Crónica de Diana Andringa, hoje, na Antena 1:
Foi há mais de 20 anos. Visitando, em trabalho, o Yad Vashem, detive-me frente a fotografias da Revolta do ghetto de Varsóvia. Curioso, o historiador israelita que nos acompanhava perguntou: “Interessa-se especialmente pelo ghetto de Varsóvia?” “É-me mais compreensível”, respondi, “nunca percebi como é que, confrontados com uma política de extermínio, não pegaram mais vezes em armas contra os nazis?” “É o debate entre Massada e Yavné”, respondeu ele, e falou-me do suicídio em massa dos habitantes de Massada, recusando a captura pelo invasor, e do rabi Ben Zakkai, que, contemporizando, conseguiu criar uma escola da Torah em Yavné. “Se não fosse Yavné, quem recordaria hoje a história de Massada?”, perguntou, no final. Respondi com outra pergunta: “E se não fosse Massada, que história teria Yavné para contar?”
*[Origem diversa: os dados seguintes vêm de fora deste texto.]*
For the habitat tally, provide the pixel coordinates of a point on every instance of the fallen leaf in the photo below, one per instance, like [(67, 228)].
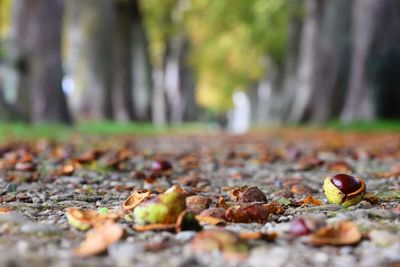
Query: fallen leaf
[(248, 194), (227, 242), (252, 213), (98, 239), (198, 200), (310, 200), (210, 220), (300, 227), (187, 222), (389, 195), (26, 166), (397, 209), (135, 199), (5, 210), (85, 219), (341, 234), (284, 201), (270, 237)]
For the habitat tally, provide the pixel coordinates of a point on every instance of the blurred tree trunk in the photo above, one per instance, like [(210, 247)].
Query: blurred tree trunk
[(289, 84), (322, 71), (358, 104), (38, 41), (383, 64), (187, 85), (333, 54), (122, 79), (159, 109), (141, 68), (172, 78), (308, 60), (88, 38), (9, 111)]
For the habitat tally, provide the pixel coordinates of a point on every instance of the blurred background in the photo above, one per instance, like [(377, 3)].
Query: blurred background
[(234, 62)]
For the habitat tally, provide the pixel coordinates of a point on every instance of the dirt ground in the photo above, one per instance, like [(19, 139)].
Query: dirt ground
[(40, 180)]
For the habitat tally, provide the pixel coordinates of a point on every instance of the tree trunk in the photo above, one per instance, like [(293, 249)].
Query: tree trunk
[(308, 61), (172, 78), (88, 27), (141, 68), (122, 84), (38, 40), (383, 64), (333, 54), (159, 110), (187, 85), (358, 103)]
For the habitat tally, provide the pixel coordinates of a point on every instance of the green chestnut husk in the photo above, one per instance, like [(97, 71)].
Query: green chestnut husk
[(336, 196), (163, 209)]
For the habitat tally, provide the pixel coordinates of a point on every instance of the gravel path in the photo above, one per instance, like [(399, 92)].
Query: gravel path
[(286, 165)]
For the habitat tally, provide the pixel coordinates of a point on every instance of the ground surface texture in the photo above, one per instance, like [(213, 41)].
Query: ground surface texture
[(41, 179)]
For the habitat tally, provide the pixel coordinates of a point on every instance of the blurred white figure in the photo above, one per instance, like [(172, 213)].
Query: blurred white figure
[(241, 114)]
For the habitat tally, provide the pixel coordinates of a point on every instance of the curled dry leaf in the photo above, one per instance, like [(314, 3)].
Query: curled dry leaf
[(98, 240), (85, 219), (341, 234), (252, 194), (197, 203), (198, 200), (227, 242), (270, 237), (252, 213), (65, 170), (247, 194), (212, 216), (178, 189), (310, 200), (137, 197), (88, 156), (26, 166), (5, 210), (301, 226)]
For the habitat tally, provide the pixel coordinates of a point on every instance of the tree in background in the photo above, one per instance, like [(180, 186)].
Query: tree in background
[(38, 42), (87, 55)]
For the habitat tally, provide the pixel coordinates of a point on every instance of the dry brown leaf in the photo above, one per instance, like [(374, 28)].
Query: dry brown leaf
[(227, 242), (248, 194), (154, 227), (210, 220), (259, 236), (252, 213), (341, 234), (5, 210), (98, 240)]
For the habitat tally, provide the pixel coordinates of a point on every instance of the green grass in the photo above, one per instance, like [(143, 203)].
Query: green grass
[(366, 126), (12, 131)]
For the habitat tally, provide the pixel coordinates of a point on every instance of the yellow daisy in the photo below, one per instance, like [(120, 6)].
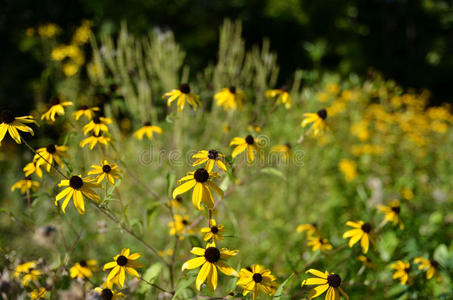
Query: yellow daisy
[(182, 95), (318, 120), (12, 125), (256, 278), (214, 231), (123, 262), (25, 185), (326, 281), (230, 98), (431, 267), (211, 157), (106, 170), (402, 270), (248, 143), (77, 187), (392, 213), (201, 184), (283, 97), (147, 130), (83, 269), (86, 111), (97, 124), (56, 108), (210, 259), (361, 232)]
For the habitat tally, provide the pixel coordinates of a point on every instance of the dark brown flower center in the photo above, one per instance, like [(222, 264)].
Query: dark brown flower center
[(76, 182), (7, 117), (366, 227), (334, 280), (249, 140), (51, 149), (121, 260), (212, 254), (201, 175), (213, 154), (322, 114), (257, 277), (184, 88)]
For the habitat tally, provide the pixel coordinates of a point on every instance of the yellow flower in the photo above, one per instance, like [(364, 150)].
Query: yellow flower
[(317, 242), (77, 187), (230, 98), (106, 170), (349, 169), (94, 139), (48, 155), (11, 124), (210, 259), (431, 267), (56, 108), (97, 124), (402, 270), (182, 95), (318, 120), (361, 232), (211, 157), (84, 110), (200, 182), (25, 185), (248, 143), (392, 213), (283, 97), (214, 231), (147, 130), (38, 293), (256, 278), (83, 269), (326, 281), (123, 262)]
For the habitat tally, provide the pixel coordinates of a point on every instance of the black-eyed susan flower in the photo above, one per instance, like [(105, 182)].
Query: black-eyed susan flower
[(97, 124), (88, 112), (318, 119), (392, 212), (200, 181), (106, 292), (183, 94), (25, 185), (48, 155), (230, 98), (83, 269), (123, 262), (248, 144), (283, 97), (317, 242), (147, 130), (402, 269), (94, 139), (431, 267), (214, 231), (56, 108), (210, 157), (256, 278), (326, 281), (361, 232), (12, 125), (77, 188), (210, 259), (105, 170)]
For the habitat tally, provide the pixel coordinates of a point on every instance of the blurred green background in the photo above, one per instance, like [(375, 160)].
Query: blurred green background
[(408, 41)]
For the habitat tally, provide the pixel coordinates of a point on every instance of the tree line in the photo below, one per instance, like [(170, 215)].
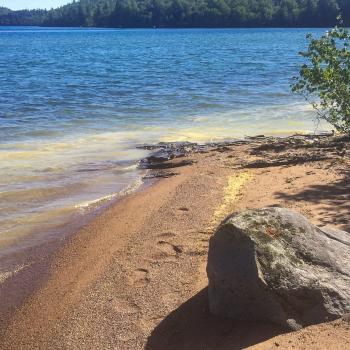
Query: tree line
[(185, 13)]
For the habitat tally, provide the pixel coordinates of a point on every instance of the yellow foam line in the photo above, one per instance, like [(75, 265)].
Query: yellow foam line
[(231, 192)]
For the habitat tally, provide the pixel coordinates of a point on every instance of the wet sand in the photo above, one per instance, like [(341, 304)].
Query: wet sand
[(134, 277)]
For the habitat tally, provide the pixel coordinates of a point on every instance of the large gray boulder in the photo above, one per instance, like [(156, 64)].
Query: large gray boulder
[(273, 265)]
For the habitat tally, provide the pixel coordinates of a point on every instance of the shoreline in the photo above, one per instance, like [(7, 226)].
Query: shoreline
[(111, 231)]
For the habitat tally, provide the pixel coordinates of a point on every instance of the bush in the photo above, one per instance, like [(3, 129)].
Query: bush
[(324, 80)]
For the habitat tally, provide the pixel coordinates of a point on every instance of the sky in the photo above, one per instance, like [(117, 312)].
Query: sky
[(31, 4)]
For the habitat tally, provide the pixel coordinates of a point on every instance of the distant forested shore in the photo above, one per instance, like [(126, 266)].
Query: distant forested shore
[(184, 13)]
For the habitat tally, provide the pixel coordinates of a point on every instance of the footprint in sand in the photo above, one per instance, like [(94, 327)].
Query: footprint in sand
[(167, 234), (124, 306), (183, 209), (168, 248), (139, 277)]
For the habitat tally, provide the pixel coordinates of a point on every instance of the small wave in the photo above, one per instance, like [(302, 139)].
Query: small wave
[(99, 201)]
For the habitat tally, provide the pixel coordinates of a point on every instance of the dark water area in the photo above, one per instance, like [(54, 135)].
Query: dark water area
[(74, 103)]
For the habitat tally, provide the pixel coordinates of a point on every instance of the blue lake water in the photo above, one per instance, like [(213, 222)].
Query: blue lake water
[(75, 102)]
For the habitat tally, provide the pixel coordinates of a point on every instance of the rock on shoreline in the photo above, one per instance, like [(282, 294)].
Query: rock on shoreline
[(273, 265)]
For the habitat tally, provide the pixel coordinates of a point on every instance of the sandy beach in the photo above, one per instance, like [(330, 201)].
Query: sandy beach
[(134, 277)]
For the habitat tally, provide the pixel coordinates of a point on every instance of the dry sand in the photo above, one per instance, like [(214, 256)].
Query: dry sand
[(134, 277)]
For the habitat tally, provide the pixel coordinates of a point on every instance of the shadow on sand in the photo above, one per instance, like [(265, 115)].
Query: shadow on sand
[(334, 199), (192, 327)]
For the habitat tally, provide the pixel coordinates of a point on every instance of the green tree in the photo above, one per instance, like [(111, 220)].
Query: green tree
[(325, 79)]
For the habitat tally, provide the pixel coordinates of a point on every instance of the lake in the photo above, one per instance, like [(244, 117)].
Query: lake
[(74, 103)]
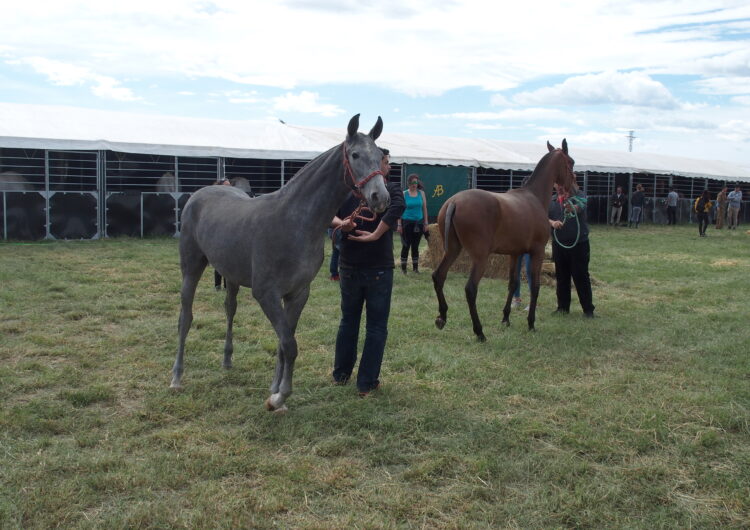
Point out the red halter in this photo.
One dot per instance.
(356, 186)
(569, 166)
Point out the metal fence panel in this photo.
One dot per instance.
(73, 215)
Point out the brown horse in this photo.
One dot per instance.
(513, 223)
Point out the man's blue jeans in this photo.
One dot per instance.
(371, 289)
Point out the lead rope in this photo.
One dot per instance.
(573, 213)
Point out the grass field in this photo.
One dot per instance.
(639, 418)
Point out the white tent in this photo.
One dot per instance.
(66, 128)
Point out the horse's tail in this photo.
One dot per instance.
(448, 224)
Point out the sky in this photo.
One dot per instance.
(675, 72)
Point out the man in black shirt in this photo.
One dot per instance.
(366, 278)
(570, 249)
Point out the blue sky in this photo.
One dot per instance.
(676, 72)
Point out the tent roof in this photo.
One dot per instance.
(53, 127)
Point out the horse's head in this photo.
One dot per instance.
(563, 164)
(362, 160)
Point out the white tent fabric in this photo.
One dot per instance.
(53, 127)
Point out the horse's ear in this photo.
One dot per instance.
(353, 126)
(377, 129)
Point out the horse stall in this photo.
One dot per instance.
(145, 193)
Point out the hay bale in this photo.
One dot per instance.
(497, 266)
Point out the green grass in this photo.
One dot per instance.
(639, 418)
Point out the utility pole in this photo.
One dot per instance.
(630, 138)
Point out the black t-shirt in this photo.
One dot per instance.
(571, 228)
(375, 254)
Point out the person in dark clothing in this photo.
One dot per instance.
(702, 208)
(570, 249)
(217, 276)
(636, 206)
(672, 198)
(366, 279)
(413, 223)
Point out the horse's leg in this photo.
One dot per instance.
(472, 287)
(512, 285)
(230, 305)
(192, 269)
(438, 281)
(279, 316)
(537, 258)
(293, 307)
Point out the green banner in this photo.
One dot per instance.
(439, 183)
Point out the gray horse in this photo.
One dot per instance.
(274, 243)
(12, 181)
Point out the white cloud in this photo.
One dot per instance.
(724, 85)
(65, 74)
(306, 102)
(509, 114)
(631, 88)
(599, 138)
(498, 100)
(448, 45)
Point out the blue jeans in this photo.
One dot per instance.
(371, 289)
(333, 265)
(521, 259)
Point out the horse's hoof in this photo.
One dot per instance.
(275, 403)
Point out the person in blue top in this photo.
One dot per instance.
(570, 248)
(413, 222)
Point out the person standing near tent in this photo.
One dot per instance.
(570, 249)
(672, 199)
(636, 206)
(366, 280)
(735, 201)
(217, 276)
(413, 222)
(702, 208)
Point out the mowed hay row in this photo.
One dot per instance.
(497, 267)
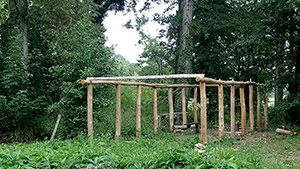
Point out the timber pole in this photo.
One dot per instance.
(221, 111)
(138, 111)
(183, 106)
(203, 112)
(90, 111)
(171, 108)
(155, 114)
(265, 111)
(232, 110)
(258, 110)
(251, 112)
(243, 111)
(118, 112)
(195, 105)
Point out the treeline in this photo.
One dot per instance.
(46, 47)
(229, 39)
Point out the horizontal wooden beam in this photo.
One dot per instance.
(156, 85)
(224, 82)
(172, 76)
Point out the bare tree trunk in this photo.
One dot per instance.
(22, 8)
(24, 59)
(185, 33)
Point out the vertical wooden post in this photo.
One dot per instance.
(221, 111)
(243, 111)
(195, 105)
(232, 110)
(203, 112)
(138, 111)
(183, 106)
(258, 110)
(266, 111)
(118, 112)
(251, 112)
(90, 111)
(171, 109)
(155, 114)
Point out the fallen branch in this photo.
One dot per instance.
(285, 132)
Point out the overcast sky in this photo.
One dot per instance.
(125, 41)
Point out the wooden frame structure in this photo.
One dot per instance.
(203, 82)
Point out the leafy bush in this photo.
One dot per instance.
(165, 151)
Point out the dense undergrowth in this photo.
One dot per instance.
(153, 151)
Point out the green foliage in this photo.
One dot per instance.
(64, 47)
(4, 11)
(163, 152)
(285, 113)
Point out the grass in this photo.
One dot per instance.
(161, 150)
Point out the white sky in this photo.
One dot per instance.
(125, 41)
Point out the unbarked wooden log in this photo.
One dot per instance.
(284, 132)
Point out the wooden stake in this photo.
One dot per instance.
(90, 111)
(155, 114)
(251, 113)
(258, 110)
(203, 112)
(232, 111)
(221, 112)
(138, 111)
(195, 105)
(118, 112)
(243, 111)
(55, 127)
(171, 109)
(266, 111)
(183, 106)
Recordei naturalmente esta conversa ao ver, há dias, O último dos injustos, de Claude Lanzman, mas ocorre-me também muitas vezes ao ouvir os noticiários sobre as negociações entre Atenas e Bruxelas. Não por pensar que o governo do Syriza aposte no suicídio – antes pelo contrário! – mas por me parecer que a maioria dos comentadores e até dos noticiaristas gostaria que, em Atenas, pensassem mais em Yavné. Ou, se preferirem, que fossem mais “pragmáticos” e cedessem depressa e sem ruído, que isso de irredutíveis gauleses só fica bem em banda desenhada - mesmo assim, talvez demasiado subversiva para bons alunos. Ao Mourinho ainda se admite que diga que a escola deve ajudar a analisar, a pensar e a discordar, porque está a falar de futebol. Mas aos gregos? Discordar? Que é isso de discordar? Como é que Tsipras e Varoufakis se atrevem a discordar dos conselhos da troika, só porque estes já reduziram à miséria milhares e milhares de pessoas na Grécia? Mas não foram sobretudo os pobres, esses exigentes que querem ter emprego e ser pagos por trabalharem? Os reformados, que se atrevem a ter reformas superiores às portuguesas? Os jovens, forçados à emigração? E então? Não aconteceu o mesmo em Portugal, não empobrecemos também, não ficámos desempregados, não emigrámos, e não mostram as sondagens que há ainda muitos portugueses a preferir a política do bom aluno de quem, a pretexto de os ajudar, os explora?
Foi fácil sermos todos Charlie, sobretudo a quem não fazia cartoons, mas parece ser bem mais difícil sermos todos gregos – quando eles travam, sozinhos, uma luta que também devia ser nossa.